The application and success of nCPAP and NIV rely on the airway interfaces and their ability to guarantee comfort and optimize the delivery of pressure. Of all the interfaces available to provide nCPAP, the binasal prongs appear to be the optimal design [62]. These nasal prongs are tight fitting in the nostrils, preventing an air leak. While prongs may be associated with a high incidence of nasal trauma in infants [21], leaks remain a major concern in NIV. Such leaks may reduce alveolar ventilation, lead to child-ventilator asynchrony, and increase nasal resistance. Nonetheless, when nCPAP is applied soon after birth, it may reduce the need for surfactant, the frequency of chronic lung disease, and sequelae including death in preterm infants [63].

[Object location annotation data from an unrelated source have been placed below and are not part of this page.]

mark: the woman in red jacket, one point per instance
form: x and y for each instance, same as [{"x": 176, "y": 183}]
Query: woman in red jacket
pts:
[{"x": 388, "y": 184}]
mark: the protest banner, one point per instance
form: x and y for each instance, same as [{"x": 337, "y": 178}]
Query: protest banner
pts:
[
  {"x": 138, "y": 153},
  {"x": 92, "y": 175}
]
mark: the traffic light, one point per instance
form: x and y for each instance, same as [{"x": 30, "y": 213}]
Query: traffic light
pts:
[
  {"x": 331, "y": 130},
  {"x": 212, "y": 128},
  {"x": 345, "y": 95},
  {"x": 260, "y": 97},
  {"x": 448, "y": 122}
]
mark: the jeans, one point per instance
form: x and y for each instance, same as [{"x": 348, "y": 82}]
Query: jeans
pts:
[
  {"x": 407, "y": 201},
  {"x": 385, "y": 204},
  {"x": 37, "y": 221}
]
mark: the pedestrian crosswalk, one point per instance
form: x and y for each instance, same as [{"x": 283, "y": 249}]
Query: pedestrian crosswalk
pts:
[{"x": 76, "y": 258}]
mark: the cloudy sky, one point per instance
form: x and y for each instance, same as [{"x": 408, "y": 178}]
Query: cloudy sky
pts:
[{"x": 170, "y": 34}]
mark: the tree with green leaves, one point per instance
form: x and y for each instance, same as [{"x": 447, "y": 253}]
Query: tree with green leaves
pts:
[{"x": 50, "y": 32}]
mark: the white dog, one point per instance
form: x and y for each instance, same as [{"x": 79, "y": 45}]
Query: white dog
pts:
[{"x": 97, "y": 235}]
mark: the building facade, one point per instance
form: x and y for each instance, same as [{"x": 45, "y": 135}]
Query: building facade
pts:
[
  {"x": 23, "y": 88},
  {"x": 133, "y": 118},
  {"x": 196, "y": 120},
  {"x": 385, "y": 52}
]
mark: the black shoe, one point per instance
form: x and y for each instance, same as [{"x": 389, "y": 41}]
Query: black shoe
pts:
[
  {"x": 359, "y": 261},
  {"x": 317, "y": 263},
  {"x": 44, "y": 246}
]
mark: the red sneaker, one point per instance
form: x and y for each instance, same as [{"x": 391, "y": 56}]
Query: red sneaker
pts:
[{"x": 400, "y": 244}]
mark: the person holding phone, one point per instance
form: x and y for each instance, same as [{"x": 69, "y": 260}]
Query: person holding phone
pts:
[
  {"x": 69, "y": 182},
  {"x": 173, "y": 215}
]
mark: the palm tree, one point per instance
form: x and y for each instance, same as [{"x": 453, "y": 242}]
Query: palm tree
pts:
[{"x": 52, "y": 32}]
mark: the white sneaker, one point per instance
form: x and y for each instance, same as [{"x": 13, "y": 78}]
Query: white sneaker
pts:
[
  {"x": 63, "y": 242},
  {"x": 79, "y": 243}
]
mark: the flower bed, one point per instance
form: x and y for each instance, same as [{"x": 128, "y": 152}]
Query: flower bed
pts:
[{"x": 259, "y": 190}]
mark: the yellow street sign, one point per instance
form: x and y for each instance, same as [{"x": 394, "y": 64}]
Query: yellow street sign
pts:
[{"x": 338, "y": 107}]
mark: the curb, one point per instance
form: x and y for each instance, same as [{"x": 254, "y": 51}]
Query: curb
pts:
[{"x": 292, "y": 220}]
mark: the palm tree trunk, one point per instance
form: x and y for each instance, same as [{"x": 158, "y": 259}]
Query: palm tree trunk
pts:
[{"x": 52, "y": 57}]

High-flow nasal cannula (HFNC) (defined as an oxygen/air mixture flow rate >1 l/min) is used in preterm infants to support pulmonary function as well as deliver increased oxygen concentrations. The gas flow may or may not be heated and humidified [48]. The heated and humidified modes are commonly used to minimize nasal mucosal trauma, although unheated HFNC has also been used successfully. HFNC has found favor in preterm infants with apnea, chronic lung disease, and respiratory distress syndrome. This strategy may be effective as it flushes gas from the dead space of the nasopharyngeal cavity, facilitates improved alveolar ventilation, and promotes more efficient respiration [48]. In contrast to the nasal cannula used in nCPAP, these cannulas do not fit into the nasal passages snugly but have a large air leak. Although the presence of a leak was initially thought to reduce the incidence of nasal injury, nasal mucosal injury, nasal obstruction or bleeding, and even nosocomial infection have been reported [64, 65]. However, after tracheal extubation, HFNC may be associated with a greater frequency of tracheal intubation than nasal CPAP [55]. A recent review concluded there was insufficient evidence to determine whether HFNC is effective in preterm infants [64, 65].